I’d tried to get into the Iowa Writer’s Workshop the previous year, using one of my novellas as my submission. That hadn’t worked, but as it was a 1:10 chance I didn’t feel too bad about it. I decided it was time to try another one of my interests. I would take photography classes at the community college and try to make a go at freelance. And, as much as it pained me, I could tap in to the trust left to me by my paternal grandmother for education expenses.

This concept gave me an itching feeling across my neck and shoulderblades. I’d despised my undergraduate career, and had vowed never to go back to school. It wouldn’t be a “real” college, but ACC did kinda count toward that end. And I had a huge chip on my shoulder about paying my way, fiscal  independence and grass-roots bootstraps. Being a trustafarian was anathema, was Gehenna, was Tartarus. I didn’t want to be a lazy, shiftless, mooching artist. But it was the only way I was going to make it work.

So I did it. I quit my job, signed up for classes, and got a dba. I went out shooting. I shot tabletop, I shot portrait, I shot product. I shot editorial, I shot documentary, I shot landscape. I crawled around under the house with a camera when one of my roommates decided to shore up the wobbly spot in the floor with a floorjack, paving stone and treated post. I drove to West Texas and shot chaparral. I shot an industrial rock show and got caught in the mosh pit. I tried to get clients, but I wasn’t terribly successful at that.

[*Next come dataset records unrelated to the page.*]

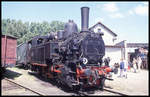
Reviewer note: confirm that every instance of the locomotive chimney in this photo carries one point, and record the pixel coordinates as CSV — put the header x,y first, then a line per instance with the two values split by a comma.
x,y
84,19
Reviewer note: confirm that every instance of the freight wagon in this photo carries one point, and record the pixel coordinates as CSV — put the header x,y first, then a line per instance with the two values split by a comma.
x,y
8,51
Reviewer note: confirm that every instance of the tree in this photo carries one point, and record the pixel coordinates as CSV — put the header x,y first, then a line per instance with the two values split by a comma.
x,y
25,31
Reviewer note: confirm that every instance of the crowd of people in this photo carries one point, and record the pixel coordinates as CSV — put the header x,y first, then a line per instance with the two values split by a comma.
x,y
134,66
126,66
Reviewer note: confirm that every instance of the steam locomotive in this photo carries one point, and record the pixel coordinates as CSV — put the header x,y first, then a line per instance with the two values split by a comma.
x,y
73,58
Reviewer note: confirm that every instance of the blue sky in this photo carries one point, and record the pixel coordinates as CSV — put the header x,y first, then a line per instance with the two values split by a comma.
x,y
129,20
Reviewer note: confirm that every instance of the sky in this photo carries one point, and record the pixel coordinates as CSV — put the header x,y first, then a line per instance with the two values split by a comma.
x,y
129,20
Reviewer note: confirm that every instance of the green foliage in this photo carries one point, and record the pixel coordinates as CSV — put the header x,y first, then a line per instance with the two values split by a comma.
x,y
25,31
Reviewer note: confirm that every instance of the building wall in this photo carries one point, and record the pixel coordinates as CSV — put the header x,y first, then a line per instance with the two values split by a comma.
x,y
115,54
107,37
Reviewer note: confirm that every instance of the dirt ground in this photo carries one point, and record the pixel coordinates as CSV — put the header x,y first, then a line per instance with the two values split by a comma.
x,y
135,84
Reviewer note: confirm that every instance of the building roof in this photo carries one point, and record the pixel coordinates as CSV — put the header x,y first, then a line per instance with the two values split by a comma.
x,y
99,23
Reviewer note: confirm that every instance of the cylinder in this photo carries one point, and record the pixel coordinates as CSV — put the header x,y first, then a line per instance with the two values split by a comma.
x,y
84,19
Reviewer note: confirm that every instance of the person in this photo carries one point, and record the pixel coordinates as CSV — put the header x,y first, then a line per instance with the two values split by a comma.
x,y
125,68
134,65
121,67
106,61
139,63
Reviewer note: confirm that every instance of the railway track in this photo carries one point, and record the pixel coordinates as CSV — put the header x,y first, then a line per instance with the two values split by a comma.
x,y
78,93
15,85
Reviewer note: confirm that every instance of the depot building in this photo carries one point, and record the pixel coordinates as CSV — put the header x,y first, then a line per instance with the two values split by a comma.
x,y
113,49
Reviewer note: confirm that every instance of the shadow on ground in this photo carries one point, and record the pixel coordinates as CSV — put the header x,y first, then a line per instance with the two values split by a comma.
x,y
10,74
62,87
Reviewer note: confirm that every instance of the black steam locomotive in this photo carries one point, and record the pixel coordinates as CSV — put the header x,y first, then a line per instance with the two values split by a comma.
x,y
73,58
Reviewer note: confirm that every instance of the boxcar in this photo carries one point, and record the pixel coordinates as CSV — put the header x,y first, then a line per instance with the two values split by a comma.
x,y
22,54
8,51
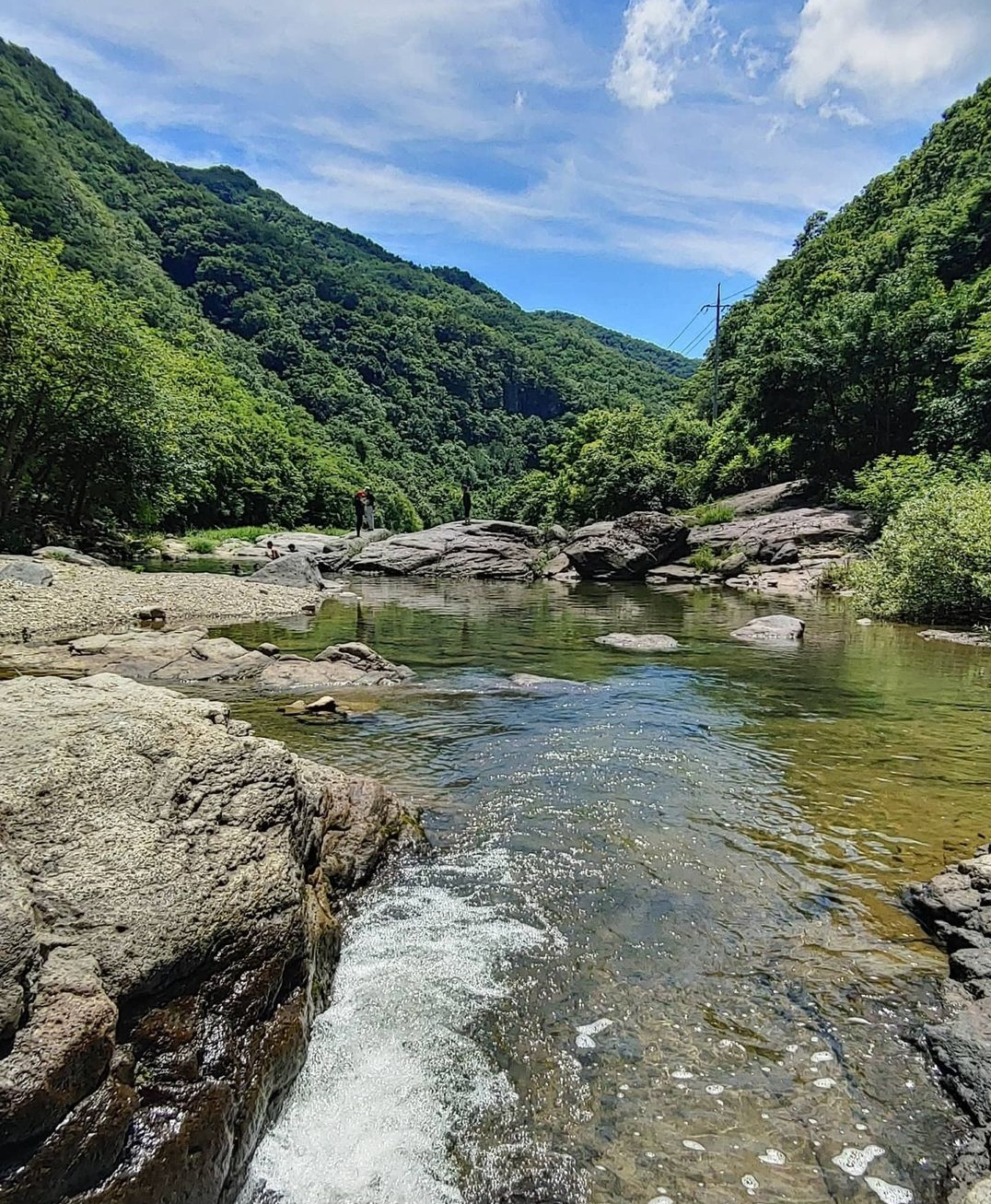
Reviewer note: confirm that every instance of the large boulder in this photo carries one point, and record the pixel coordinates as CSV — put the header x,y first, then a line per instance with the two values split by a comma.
x,y
625,549
763,536
488,548
169,924
297,569
24,571
339,665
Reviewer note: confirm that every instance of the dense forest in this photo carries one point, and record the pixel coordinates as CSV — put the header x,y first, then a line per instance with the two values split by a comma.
x,y
286,360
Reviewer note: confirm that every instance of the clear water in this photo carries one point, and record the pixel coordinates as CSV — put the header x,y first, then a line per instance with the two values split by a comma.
x,y
658,952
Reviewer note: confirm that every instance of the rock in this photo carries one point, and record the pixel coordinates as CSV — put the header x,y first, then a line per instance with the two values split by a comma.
x,y
297,569
958,637
69,555
24,571
339,665
771,532
772,627
486,549
627,548
169,896
624,642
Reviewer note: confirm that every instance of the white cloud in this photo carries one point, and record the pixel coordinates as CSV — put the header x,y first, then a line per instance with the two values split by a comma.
x,y
648,62
884,48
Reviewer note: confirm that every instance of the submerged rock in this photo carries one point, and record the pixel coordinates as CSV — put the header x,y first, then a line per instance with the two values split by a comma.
x,y
772,627
169,921
625,642
626,548
486,548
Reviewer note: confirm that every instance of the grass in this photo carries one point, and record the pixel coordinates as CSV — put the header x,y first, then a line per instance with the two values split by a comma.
x,y
711,513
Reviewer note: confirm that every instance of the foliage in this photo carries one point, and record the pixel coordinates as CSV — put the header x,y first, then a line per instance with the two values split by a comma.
x,y
933,559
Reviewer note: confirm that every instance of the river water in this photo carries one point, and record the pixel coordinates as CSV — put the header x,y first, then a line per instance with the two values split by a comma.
x,y
657,953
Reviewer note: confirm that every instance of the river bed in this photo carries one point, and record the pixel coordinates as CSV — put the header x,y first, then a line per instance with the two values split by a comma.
x,y
658,953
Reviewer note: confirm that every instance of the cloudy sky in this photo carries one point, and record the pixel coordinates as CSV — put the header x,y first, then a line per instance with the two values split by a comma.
x,y
608,158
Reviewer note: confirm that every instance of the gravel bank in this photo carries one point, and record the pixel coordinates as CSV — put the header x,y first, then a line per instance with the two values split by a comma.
x,y
86,600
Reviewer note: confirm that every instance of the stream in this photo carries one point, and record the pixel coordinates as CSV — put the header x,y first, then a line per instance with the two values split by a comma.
x,y
657,953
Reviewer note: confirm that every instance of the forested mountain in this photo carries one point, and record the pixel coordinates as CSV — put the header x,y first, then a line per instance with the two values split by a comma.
x,y
410,379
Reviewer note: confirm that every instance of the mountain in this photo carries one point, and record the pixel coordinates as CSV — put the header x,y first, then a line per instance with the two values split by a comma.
x,y
418,379
873,337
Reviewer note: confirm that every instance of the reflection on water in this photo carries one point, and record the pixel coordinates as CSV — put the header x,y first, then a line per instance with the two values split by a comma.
x,y
659,952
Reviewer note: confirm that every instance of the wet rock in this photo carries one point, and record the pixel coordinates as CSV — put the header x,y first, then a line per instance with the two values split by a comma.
x,y
772,627
171,887
764,534
626,548
485,549
958,637
24,571
67,555
297,569
625,642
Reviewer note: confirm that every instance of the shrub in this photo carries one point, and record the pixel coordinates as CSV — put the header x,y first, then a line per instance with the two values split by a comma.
x,y
933,559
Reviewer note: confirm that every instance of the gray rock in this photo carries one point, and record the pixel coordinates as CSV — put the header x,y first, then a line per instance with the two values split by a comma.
x,y
69,555
802,526
772,627
627,548
488,549
625,642
297,569
24,571
169,924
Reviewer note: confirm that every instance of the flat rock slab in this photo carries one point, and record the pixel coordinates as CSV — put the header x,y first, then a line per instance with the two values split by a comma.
x,y
26,571
485,549
766,533
772,627
169,883
625,642
627,548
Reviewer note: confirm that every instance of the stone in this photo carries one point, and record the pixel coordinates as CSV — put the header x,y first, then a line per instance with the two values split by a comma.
x,y
627,548
26,571
625,642
772,627
171,890
297,569
802,526
69,555
485,549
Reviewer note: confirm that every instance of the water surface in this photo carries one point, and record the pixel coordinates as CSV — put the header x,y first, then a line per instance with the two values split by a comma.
x,y
658,953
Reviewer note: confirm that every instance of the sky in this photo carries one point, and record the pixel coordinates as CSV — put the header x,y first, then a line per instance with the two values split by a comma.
x,y
612,159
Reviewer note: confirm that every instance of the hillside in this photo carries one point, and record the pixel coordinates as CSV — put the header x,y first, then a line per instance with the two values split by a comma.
x,y
418,379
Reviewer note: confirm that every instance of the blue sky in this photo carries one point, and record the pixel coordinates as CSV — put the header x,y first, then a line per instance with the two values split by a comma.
x,y
607,158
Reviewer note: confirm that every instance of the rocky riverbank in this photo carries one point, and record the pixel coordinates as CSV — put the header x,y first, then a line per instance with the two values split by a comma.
x,y
955,908
169,910
81,599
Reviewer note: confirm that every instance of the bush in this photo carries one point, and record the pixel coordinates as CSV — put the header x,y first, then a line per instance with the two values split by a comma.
x,y
933,559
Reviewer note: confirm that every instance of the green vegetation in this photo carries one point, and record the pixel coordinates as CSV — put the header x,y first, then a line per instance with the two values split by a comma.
x,y
933,559
314,359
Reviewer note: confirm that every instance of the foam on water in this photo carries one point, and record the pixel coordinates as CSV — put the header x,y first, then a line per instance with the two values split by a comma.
x,y
392,1074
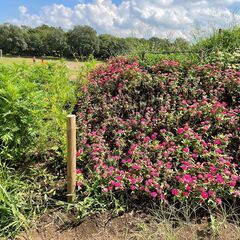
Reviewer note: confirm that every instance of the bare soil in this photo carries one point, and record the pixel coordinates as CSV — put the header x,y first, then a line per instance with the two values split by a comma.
x,y
59,226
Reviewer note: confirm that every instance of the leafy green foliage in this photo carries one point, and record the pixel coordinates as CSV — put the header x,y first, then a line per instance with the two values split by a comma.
x,y
34,103
83,41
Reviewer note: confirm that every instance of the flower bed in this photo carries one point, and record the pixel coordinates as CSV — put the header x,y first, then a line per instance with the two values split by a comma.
x,y
169,132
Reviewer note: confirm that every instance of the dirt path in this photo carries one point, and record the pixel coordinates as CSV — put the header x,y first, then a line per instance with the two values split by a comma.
x,y
59,226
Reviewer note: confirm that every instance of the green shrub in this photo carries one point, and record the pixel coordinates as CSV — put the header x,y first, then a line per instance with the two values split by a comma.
x,y
34,101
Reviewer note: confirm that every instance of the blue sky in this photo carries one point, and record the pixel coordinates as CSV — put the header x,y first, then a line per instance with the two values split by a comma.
x,y
141,18
9,8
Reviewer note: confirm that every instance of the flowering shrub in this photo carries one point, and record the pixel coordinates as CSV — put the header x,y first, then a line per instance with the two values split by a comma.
x,y
166,133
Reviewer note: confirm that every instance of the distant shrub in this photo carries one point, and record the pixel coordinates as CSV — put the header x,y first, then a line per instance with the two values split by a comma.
x,y
171,132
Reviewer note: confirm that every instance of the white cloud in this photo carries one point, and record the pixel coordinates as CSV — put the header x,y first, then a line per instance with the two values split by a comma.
x,y
141,18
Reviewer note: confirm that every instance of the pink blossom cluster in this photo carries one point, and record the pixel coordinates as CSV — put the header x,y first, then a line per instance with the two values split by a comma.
x,y
168,132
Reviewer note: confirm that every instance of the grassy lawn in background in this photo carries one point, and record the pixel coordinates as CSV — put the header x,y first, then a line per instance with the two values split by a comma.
x,y
74,66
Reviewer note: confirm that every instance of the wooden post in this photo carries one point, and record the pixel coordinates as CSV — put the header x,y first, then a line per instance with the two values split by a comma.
x,y
71,157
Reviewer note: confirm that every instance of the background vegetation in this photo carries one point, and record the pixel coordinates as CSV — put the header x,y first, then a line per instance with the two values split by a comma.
x,y
119,101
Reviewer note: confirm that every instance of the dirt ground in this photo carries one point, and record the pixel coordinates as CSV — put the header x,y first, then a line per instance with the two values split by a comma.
x,y
59,226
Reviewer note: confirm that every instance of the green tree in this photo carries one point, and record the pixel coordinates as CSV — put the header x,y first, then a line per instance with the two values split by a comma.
x,y
13,39
83,41
110,46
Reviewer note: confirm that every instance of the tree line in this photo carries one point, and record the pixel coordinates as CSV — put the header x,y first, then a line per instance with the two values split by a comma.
x,y
79,42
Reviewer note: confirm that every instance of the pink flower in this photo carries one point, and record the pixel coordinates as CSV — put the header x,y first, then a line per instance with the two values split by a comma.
x,y
175,192
204,194
133,187
232,183
118,184
105,190
220,179
218,201
185,194
168,165
187,178
146,139
180,130
218,142
119,178
219,151
154,194
136,167
186,150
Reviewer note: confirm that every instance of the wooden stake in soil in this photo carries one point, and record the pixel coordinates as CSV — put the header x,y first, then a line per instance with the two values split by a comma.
x,y
71,157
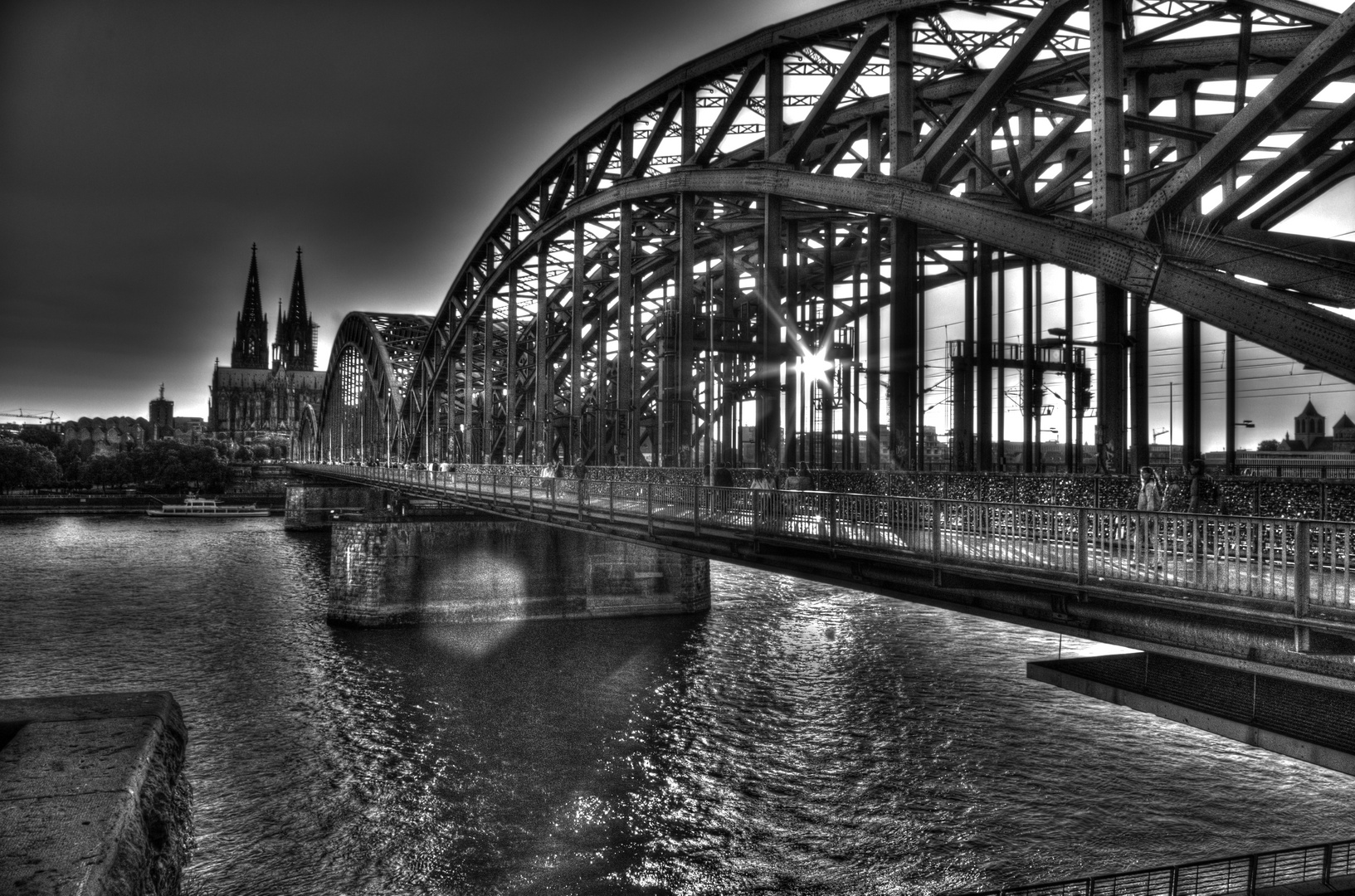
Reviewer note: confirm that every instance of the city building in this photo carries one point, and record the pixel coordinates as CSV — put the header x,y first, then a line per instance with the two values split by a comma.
x,y
162,415
256,400
1310,434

And I discovered, to my amazement, that I felt old. I didn’t expect this. I was 24, I wasn’t old by any stretch of the imagination, regardless of my friends’ opinions when they asked me, snarkily, what it was like being 40. But whatever dues I’d paid slinging invoices and running credit cards had put something of a remove between myself and my 20-year-old classmates. It made it surprisingly difficult to deal with the drama, silliness and, yes, pettiness going on around me. It made it even more difficult when I found myself attracted to a particularly contrarian young woman, who persisted in making terrible choices and then blaming those choices on everyone around her. It didn’t help that at that point I hadn’t learned the lesson about healing wounded birds.

So… young but not feeling it, trying to hang out a shingle but feeling guilty for living off of free money, full of existential angst and the reality of death,  trying to define myself in this new world of adulthood while attempting to keep a toehold in the land of youth I’d just left, I was something of a walking, roiling confusion. As with many times in my life, music was the way I tried to keep stable. And this time I listened to Sam Phillips and felt somewhat better.

Sam Phillips is a relatively obscure artist, who abandoned Christian rock in the early 90s and recorded a series of idiosyncratic albums with her husband T Bone Burnett. Her style is part alternative, part experimental, part Beat, part pop. Programmed beats, overdubbed drums, strong guitars, Beatles vocal harmonies and odd sonic additives are part of the attraction for me. She also, like another fave female songwriter, layers equal sheets of snark with her somewhat idealistic latter-day hippie lyrics. Sometimes the technophobia turns me off, sometimes the longing for the simpler days makes me roll my eyes. But the musicianship is solid, and the brilliant nuggets are the payoff.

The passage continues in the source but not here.